“That sounds more like the advice you got from one of your paramours.”

He is one to talk. Before he got locked in with his most recent girl, he might have gotten around this town more than I ever did. And I don’t mean helping patients.

Pledge brothers at UF, we have known each other for half of our lives now. We know more about each other than I would like to admit.

My mind wanders back to Elle. She might've been the one that could've tied me down. Instead, I'm in and out of relationships with no interest in any woman beyond a fling. I have no desire to settle down.

Could we have settled down? Maybe during a different time, but pre-med school, no way.

Now I have my work and my son. And that's enough for me. I don’t see that changing anytime soon, if ever. At thirty-two, I find myself becoming set in my ways. I can’t imagine having a woman, the same woman, day in and day out, dictating what I can and can’t do and commanding most of my free time.

I pull up the information on Eloise Kass and realize that she is not part of the multi-car accident. It looks like she fell and injured her hand.

There is a chance I could be called in on her case if there is nerve damage, and this would not be appropriate due to our past together. Now, that is a clear medically ethical no-no. The thought of it causes my heart to race.

A tightness in my chest leaves me feeling forlorn. After the trampoline girl, I make a mental note to check in on this. I’ll make sure she has a good surgeon on her case. It’s the least I can do.

I watch as she is wheeled onto the elevator. Besides the nurse, there is a girl I vaguely remember from college with Elle. What is her name?

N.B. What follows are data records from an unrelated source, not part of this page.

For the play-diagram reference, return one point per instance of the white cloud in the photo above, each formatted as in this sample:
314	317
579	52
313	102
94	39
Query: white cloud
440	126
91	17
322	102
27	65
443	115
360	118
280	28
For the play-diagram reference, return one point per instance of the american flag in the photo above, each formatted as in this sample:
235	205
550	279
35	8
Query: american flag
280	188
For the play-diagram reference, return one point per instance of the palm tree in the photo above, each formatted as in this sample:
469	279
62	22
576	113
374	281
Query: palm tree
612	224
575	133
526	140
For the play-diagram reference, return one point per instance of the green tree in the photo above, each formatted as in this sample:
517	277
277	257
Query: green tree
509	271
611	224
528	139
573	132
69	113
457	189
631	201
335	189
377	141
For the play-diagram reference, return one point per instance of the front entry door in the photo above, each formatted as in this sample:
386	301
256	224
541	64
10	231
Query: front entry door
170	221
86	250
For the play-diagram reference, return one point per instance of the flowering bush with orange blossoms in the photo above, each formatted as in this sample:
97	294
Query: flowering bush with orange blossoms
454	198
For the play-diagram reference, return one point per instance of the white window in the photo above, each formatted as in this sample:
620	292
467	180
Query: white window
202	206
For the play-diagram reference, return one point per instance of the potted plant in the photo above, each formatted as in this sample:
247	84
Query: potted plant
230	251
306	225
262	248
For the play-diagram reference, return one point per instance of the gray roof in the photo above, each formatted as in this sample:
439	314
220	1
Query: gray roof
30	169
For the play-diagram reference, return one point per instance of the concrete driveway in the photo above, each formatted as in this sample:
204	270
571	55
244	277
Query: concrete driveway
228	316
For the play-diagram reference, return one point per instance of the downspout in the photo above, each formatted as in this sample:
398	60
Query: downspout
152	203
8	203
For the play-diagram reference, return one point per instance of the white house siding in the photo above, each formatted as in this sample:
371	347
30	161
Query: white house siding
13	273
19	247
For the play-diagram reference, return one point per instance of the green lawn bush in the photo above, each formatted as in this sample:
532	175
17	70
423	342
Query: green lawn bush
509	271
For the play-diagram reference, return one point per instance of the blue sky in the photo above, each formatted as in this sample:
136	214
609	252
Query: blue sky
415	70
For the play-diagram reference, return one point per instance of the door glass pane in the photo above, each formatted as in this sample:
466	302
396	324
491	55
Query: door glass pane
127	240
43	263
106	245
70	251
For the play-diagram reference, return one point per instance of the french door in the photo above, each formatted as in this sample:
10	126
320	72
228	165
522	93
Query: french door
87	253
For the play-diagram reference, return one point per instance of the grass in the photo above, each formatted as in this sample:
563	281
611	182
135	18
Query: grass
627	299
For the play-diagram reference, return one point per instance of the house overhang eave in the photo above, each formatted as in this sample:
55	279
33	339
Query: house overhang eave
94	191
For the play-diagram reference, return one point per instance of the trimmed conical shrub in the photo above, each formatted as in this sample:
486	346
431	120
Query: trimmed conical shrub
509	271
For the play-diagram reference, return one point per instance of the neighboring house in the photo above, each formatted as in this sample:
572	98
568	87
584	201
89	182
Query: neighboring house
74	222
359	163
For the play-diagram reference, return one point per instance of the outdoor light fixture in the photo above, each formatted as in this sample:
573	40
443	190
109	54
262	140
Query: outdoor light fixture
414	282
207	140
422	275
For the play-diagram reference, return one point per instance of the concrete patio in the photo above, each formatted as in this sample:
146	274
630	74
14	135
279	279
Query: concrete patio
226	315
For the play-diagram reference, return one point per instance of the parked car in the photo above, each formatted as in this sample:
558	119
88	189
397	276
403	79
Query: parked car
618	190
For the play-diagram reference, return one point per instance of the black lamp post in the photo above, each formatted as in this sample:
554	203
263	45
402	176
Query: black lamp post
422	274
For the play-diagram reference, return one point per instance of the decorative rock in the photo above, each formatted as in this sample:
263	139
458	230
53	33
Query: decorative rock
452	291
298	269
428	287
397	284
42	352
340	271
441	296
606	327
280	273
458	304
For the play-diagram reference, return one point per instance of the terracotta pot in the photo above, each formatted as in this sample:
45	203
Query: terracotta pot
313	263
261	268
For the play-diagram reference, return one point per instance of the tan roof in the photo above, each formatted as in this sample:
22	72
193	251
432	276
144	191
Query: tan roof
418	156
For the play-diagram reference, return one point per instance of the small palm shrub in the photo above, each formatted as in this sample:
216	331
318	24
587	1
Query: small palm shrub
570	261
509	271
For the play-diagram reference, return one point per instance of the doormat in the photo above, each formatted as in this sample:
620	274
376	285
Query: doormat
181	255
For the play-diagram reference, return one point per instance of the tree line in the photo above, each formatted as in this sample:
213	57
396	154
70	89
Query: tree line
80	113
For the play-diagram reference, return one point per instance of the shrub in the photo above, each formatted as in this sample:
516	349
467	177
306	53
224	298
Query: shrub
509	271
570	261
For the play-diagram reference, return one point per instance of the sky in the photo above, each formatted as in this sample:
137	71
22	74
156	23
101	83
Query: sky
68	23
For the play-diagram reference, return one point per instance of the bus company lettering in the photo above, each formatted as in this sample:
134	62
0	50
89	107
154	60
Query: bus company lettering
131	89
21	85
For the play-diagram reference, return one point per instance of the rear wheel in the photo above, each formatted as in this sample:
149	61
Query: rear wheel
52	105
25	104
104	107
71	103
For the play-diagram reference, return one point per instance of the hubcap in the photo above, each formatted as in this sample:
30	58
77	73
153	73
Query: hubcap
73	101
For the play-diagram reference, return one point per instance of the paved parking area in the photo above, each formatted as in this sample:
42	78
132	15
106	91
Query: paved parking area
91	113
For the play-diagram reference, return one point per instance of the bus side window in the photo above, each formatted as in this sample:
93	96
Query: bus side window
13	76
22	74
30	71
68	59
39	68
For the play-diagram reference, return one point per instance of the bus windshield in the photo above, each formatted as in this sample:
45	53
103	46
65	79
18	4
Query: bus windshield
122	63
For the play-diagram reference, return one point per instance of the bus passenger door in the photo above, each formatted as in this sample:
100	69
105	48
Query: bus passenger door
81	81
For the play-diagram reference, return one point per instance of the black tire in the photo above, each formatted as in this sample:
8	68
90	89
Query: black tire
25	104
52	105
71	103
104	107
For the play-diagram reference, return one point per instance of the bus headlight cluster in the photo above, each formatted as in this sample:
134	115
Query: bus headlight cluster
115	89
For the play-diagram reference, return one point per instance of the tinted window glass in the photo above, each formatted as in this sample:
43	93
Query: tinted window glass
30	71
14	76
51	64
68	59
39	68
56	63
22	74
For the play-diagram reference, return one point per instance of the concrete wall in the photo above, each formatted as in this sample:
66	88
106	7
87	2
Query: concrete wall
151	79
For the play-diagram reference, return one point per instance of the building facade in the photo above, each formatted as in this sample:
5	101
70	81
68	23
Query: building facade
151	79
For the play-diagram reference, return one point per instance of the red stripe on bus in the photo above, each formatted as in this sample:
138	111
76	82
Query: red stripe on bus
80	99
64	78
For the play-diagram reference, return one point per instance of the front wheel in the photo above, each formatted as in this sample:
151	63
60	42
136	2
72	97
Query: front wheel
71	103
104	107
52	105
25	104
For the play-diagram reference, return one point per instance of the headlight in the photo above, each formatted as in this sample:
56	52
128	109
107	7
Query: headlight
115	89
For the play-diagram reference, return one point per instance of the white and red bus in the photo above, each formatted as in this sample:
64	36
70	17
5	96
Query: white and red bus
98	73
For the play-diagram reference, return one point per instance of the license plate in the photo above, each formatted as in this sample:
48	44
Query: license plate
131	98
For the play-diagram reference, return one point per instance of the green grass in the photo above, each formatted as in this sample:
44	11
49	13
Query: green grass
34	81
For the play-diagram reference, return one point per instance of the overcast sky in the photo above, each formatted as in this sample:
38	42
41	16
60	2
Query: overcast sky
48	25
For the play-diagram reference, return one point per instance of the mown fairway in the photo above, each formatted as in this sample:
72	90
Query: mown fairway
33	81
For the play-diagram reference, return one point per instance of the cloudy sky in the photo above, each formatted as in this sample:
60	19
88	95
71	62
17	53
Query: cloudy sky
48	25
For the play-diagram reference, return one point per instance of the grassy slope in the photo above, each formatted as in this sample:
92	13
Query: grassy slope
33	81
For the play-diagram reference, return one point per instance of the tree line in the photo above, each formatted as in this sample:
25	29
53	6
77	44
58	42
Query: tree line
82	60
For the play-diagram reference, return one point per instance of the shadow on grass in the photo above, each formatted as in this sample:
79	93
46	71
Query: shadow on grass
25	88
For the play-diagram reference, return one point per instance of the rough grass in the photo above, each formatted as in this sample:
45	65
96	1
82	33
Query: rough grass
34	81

Elle and I were very close throughout most of college. We started dating when we were sophomores at the U of F.

I viciously shove it all out of my conscious thoughts. Lock it back up into the deep, dark chamber I've kept bolted for almost a decade. Now, I have a patient to focus on and the laser-precise extrication of a wooden sword from her back.

Part of my superhero talents is compartmentalization. I need to block everything out so my patient and work have my full, undivided attention.

The professional mask solidifies. I slip into doctor mode with a sharp inhale and head to the OR.

9:01 pm

There's a palpable tension in the operating room that crackles like electricity. Bright, sterile lights bear down on me, but I'm in my element. This is where I come alive, where the years of sacrifice and relentless dedication coalesce into something meaningful.

The sight of the girl's spine, barely spared by the intrusive, oversized splinter, is my canvas. A hush falls over the room as I begin.

“Hello, Elizabeth. I’m Dr. Duncan. I’m going to take care of you.”

She replies in a whimper, her nervousness evident. “Thank you.”

She’s been given enough medication to numb the pain but not enough to knock her out. I want her awake while I perform the surgery to make sure she is able to feel the pressure and move on command.

She is lying on her side. An intricate contraption supports the board to ensure it doesn’t move until we are ready. She has been lying like this since she came in over an hour ago.

The pointed piece of wood juts out menacingly, a cruel invader in her young body. Every fiber of my being is focused on it—the enemy that threatens to rob her of her ability to walk. I push away any thoughts of failure or complications. There is only the task at hand.

"Scalpel," I command, my voice steady and authoritative.

The instrument finds its way into my hand without me even looking away from my canvas. I make the first incision with a deep breath, my hands gliding with instinctual precision honed from thousands of hours in classrooms, labs, and operating.

"Forceps," I call out next, my voice clipped and professional.

I need to stabilize the wooden stake before I can even dream of removing it. My hands are steady, practiced from countless hours spent honing my craft. There's no room for error here; a single misstep could change this girl's life forever. The weight of that responsibility settles heavily on me.

"Slow and steady," I remind myself aloud, my eyes never straying from the delicate procedure unfolding before me.

My team moves around me in choreographed harmony, instruments passing back and forth in a well-rehearsed theater. The silence is punctuated only by the beeping monitors tracking her vitals and my commands.

The room holds its collective breath as I grip the wooden intruder with forceps. One false move could mean disaster. I feel the eyes of my team on me, trusting in my ability.

"Suction," I demand without taking my eyes off my task.